The universe is a work of art. From the patterns of galaxies and the patterns of subatomic structures to the diversity of the mountains and oceans, everything in the cosmos exhibits beauty: precision, harmony, elegance and color. Nothing in nature is truly chaotic, and nothing in nature is perfectly orderly. Perfect order is boring; art is about variation.
Among the many marvels of creation is the miracle of deoxyribonucleic acid, or DNA, a complex molecule that amounts to a rudimentary computer program. The DNA molecule somehow is able to replicate itself in a way other molecules cannot, and it copies its code onto another molecule called ribonucleic acid, RNA, which then conveys messages to other complex molecules for the creation of amino acids and proteins. This process occurs over and over, billions of times, to create life as we know it.
Yet the marvel is that, in a process that occurs so many times over and over, the DNA almost always remains the same. The vast majority of the time, it copies itself exactly, and only rarely does the process go wrong, resulting in what we call mutations. From these mutations arise the diversity and variation in life.
The universe was created in love by Love Himself. For God is Love, and God is Beauty, and God is Perfection, but God wanted to extend love outside the Trinity. He created the angels with free will and the ability to love. He created the material world to express beauty, and to image love in their relationships, whether the gravity of stars or the reproduction of animals. Yet He created man with three abilities: to love, to reflect beauty and, in the quality which separates man from both beast and angel, the ability to create.
Angels can think, and angels can love, but angels, as spiritual beings, are incapable of creating. Animals procreate, but they have no free will in their procreation. They are driven entirely by the rules of nature programmed into their DNA.
Among the animals, only Man is capable of applying will to the process of procreation, and among thinking beings, only man is capable of conceiving ideas which he then constructs into material form.
Thus man is made “in the image and likeness of God” in that, unlike all other creatures, He is capable of art. Unlike all other creatures, man reflects God’s love, God’s intelligence, God’s will, and God’s ability to create.

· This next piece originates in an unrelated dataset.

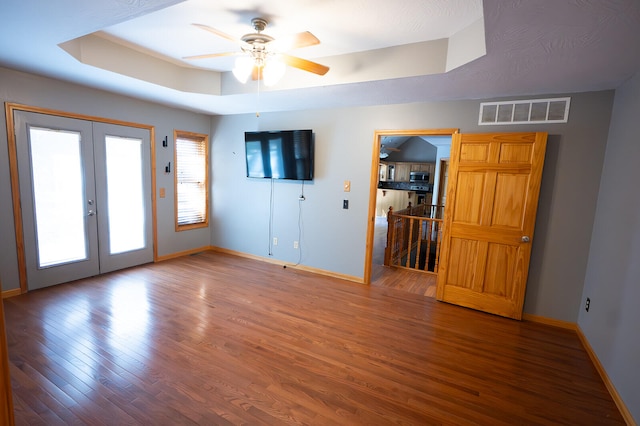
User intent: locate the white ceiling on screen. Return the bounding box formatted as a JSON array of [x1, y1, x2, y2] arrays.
[[0, 0, 640, 114]]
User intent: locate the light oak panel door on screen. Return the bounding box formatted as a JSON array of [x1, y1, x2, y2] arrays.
[[437, 133, 547, 319]]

A perfect vision, it would seem. Yet the vision is hardly reflected in our daily experience of wars and famines, bills and bad weather. Where is the beauty in a terrorist? Where is the love in a drug dealer? Where is the creative ability in a wastrel? How could a loving and beauteous God have created a world where such ugliness and hatred occur?
The mystery is, of course, tangled up in the mystery of our own freedom to love, our freedom to choose, but what of another level?

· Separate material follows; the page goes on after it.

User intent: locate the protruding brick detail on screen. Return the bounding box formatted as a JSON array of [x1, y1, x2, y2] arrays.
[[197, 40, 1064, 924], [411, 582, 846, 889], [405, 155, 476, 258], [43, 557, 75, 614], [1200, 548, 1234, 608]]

What of the storms, the earthquakes? What of the mutations that cause death and pain and disorder, which seem to bring discordance to the harmony of the human body?
Did God make a mistake? Did we?
Some of these aberrations are more common than others. Once in every 10,000 to 20,000 conceptions, statistically speaking, there is a sour note in the formation of a small gene that scientists have labeled FBN1, located on Chromosome 15. Maybe some of the base pairs get changed. Maybe part of the gene just breaks off. Something goes wrong, and the result is one of those children whose very existence either decries or demands the existence of God. For how can a God who created a universe of beauty, in which human beings are supposedly the pinnacle of that beauty, have created human beings whose very DNA causes them to lack harmony in their bodies, disproportionate and distended? How could a loving God have allowed those who are allegedly His most precious children to suffer so horribly by design? How could such pain and death result from a nature that is orderly and beautiful? And, yet, most importantly, how could such an unfortunate creature, born into so cruel and loveless a world, find meaning in the pain? Could such a person, whose existence seemingly mocks the idea of order and beauty and love, yet personify these ideals?